Question 1: In Lucene's SpanNearQuery
(or span_near
in ElasticSearch), what is the exact meaning of slop
? Is it the number of words separating the two matching words, or is it the separating number of words plus 1?
For example, suppose your indexed text is: foo bar biz
Which queries would match this text: "foo biz"~0
, "foo biz"~1
, "foo biz"~2
I would expect that the first wouldn't match and the last would. But what about the middle?
Question 2: Now a second and more complex corollary question: how is slop
handled if there are more than two search clauses? Is it applied to each pair of clauses or any pair of clauses.
For example, suppose you construct a SpanNearQuery
with three clauses: foo
, bar
, biz
. What slop is needed to match the same indexed text above? I would expect a slop of 2
definitely would, but what about 0
or 1
?
Similarly, with the same three clause query, what slop is needed to match the text: foo bar ble biz
Question 1: Slop is the number of words separating the span clauses. So slop 0 would mean they are adjacent. In the example I gave, slop of 1 would match.
Question 2: When there are more than two span near clauses, each clause must be connected to at least one other clause by no more than slop words separating them AND all of the clauses must be connected to each other through a chain. However, each clause need not be separated by slop words to every other clause.
For the first example in question 2: slop of 0, 1, and 2 would all match. Slop of zero matches even though foo
and biz
are separated by more than one because there is a chain through all clauses.
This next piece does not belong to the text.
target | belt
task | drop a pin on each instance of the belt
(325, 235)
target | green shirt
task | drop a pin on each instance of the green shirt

For the second example in question 2: slop of 0 would not match because biz
is separated from all other clauses by more than 0 slop. Slop of 1 would match because foo
and bar
are separated by 0 slop, in addition bar
and biz
are separated by 1 slop. It matches even though foo
and biz
are separated by more than one because there is a chain through all clauses. Slop of 2 would obviously match.